Center for Quantitative Genetics and Genomics, Aarhus University, 8830, Tjele, Denmark.
Heredity (Edinb). 2020 Feb;124(2):274-287. doi: 10.1038/s41437-019-0273-4. Epub 2019 Oct 22.
Widely used genomic prediction models may not properly account for heterogeneous (co)variance structure across the genome. Models such as BayesA and BayesB assume locus-specific variance, which are highly influenced by the prior for (co)variance of single nucleotide polymorphism (SNP) effect, regardless of the size of data. Models such as BayesC or GBLUP assume a common (co)variance for a proportion (BayesC) or all (GBLUP) of the SNP effects. In this study, we propose a multi-trait Bayesian whole genome regression method (BayesN0), which is based on grouping a number of predefined SNPs to account for heterogeneous (co)variance structure across the genome. This model was also implemented in single-step Bayesian regression (ssBayesN0). For practical implementation, we considered multi-trait single-step SNPBLUP models, using (co)variance estimates from BayesN0 or ssBayesN0. Genotype data were simulated using haplotypes on first five chromosomes of 2200 Danish Holstein cattle, and phenotypes were simulated for two traits with heritabilities 0.1 or 0.4, assuming 200 quantitative trait loci (QTL). We compared prediction accuracy from different prediction models and different region sizes (one SNP, 100 SNPs, one chromosome or whole genome). In general, highest accuracies were obtained when 100 adjacent SNPs were grouped together. The ssBayesN0 improved accuracies over BayesN0, and using (co)variance estimates from ssBayesN0 generally yielded higher accuracies than using (co)variance estimates from BayesN0, for the 100 SNPs region size. Our results suggest that it could be a good strategy to estimate (co)variance components from ssBayesN0, and then to use those estimates in genomic prediction using multi-trait single-step SNPBLUP, in routine genomic evaluations.
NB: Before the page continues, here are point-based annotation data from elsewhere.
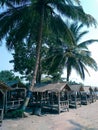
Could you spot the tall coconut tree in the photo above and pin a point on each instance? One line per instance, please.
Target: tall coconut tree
(29, 18)
(71, 56)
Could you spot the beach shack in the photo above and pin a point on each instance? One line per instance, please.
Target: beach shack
(51, 96)
(15, 96)
(75, 95)
(3, 89)
(86, 96)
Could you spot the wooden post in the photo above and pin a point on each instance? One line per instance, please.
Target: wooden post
(58, 102)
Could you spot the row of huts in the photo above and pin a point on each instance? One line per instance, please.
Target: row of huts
(56, 96)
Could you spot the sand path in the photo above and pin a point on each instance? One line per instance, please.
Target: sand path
(83, 118)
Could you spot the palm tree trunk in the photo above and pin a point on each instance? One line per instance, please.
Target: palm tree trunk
(39, 45)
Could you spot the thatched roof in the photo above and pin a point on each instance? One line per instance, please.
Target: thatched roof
(4, 87)
(55, 87)
(76, 88)
(87, 89)
(15, 84)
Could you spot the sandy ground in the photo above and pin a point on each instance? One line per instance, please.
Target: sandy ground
(83, 118)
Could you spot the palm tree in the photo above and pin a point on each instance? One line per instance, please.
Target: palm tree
(27, 19)
(71, 55)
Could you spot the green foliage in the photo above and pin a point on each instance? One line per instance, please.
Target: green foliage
(8, 76)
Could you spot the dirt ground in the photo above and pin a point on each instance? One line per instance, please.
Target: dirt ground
(83, 118)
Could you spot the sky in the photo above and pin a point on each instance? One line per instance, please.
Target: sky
(90, 7)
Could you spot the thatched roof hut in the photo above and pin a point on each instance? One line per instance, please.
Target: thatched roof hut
(76, 88)
(53, 96)
(55, 87)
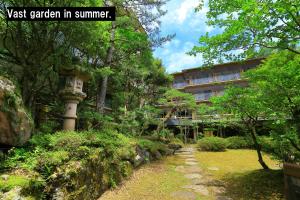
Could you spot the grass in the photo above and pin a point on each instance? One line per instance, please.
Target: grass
(151, 182)
(243, 175)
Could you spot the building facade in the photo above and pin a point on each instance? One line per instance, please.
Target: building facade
(205, 82)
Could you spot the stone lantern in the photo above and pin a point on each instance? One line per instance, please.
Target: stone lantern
(72, 94)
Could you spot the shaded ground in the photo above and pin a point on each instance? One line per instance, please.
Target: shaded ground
(193, 175)
(242, 175)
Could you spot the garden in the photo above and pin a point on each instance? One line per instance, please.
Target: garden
(85, 106)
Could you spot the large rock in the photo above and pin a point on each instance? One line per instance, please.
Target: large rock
(15, 123)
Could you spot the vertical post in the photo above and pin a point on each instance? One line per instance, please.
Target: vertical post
(72, 94)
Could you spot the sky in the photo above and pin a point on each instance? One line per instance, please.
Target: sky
(188, 26)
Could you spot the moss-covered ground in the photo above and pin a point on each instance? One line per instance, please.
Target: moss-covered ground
(243, 175)
(239, 170)
(155, 181)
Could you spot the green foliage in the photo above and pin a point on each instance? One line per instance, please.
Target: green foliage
(49, 127)
(267, 143)
(152, 146)
(250, 27)
(212, 144)
(48, 161)
(239, 142)
(180, 100)
(13, 181)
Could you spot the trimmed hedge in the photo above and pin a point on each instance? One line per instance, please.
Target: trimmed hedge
(212, 144)
(239, 142)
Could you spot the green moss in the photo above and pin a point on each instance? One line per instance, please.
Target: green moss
(151, 145)
(13, 181)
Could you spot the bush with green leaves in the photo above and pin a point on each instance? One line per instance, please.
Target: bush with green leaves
(212, 144)
(268, 145)
(239, 142)
(152, 146)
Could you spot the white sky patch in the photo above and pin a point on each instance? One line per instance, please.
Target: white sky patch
(188, 26)
(180, 60)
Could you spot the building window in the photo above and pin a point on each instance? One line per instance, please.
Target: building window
(205, 95)
(179, 85)
(202, 80)
(226, 76)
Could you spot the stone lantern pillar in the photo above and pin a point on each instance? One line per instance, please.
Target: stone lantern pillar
(72, 94)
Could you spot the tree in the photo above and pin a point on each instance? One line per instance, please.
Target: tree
(173, 100)
(143, 18)
(278, 81)
(248, 27)
(245, 105)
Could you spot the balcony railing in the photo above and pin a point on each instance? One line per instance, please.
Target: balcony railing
(203, 96)
(179, 85)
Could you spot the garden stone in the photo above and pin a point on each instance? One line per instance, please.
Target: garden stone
(174, 146)
(14, 194)
(193, 169)
(180, 169)
(213, 168)
(184, 195)
(157, 155)
(191, 160)
(192, 176)
(4, 177)
(223, 198)
(198, 188)
(191, 163)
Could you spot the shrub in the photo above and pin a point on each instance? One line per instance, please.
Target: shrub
(66, 140)
(238, 142)
(212, 144)
(152, 146)
(267, 144)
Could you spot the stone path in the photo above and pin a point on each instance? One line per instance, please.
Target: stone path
(200, 183)
(178, 177)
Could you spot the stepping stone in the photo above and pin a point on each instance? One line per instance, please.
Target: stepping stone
(213, 168)
(184, 195)
(201, 181)
(191, 160)
(219, 190)
(192, 176)
(198, 188)
(191, 163)
(186, 156)
(223, 198)
(192, 169)
(180, 169)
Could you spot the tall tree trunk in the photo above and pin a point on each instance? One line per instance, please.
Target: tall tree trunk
(258, 148)
(103, 86)
(168, 116)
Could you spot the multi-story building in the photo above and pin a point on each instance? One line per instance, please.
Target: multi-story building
(205, 82)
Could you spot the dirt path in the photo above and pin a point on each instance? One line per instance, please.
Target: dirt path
(178, 177)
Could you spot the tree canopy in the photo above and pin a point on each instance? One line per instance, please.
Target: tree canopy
(249, 27)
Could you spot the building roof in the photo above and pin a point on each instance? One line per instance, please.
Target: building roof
(217, 65)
广泛使用的基因组预测模型可能无法正确考虑基因组中异质(协)方差结构。BayesA 和 BayesB 等模型假设特定于基因座的方差,这些方差受单核苷酸多态性(SNP)效应协方差先验的高度影响,而与数据的大小无关。BayesC 或 GBLUP 等模型则假设 SNP 效应的一部分(BayesC)或全部(GBLUP)具有共同的(协)方差。在这项研究中,我们提出了一种基于将多个预定义 SNP 分组以考虑基因组中异质(协)方差结构的多性状贝叶斯全基因组回归方法(BayesN0)。该模型也在单步贝叶斯回归(ssBayesN0)中实现。为了实际实施,我们考虑了多性状单步 SNPBLUP 模型,使用 BayesN0 或 ssBayesN0 的(协)方差估计值。使用 2200 头丹麦荷斯坦奶牛前五个染色体上的单倍型模拟基因型数据,并模拟两个遗传力为 0.1 或 0.4 的性状的表型,假设有 200 个数量性状基因座(QTL)。我们比较了不同预测模型和不同区域大小(一个 SNP、100 个 SNP、一个染色体或整个基因组)的预测准确性。一般来说,当 100 个相邻 SNP 组合在一起时,可获得最高的准确性。ssBayesN0 提高了 BayesN0 的准确性,并且使用 ssBayesN0 的(协)方差估计值通常比使用 BayesN0 的(协)方差估计值获得更高的准确性,对于 100 个 SNP 区域大小。我们的结果表明,从 ssBayesN0 估计(协)方差分量,然后在常规基因组评估中使用多性状单步 SNPBLUP 进行基因组预测时使用这些估计值,可能是一种很好的策略。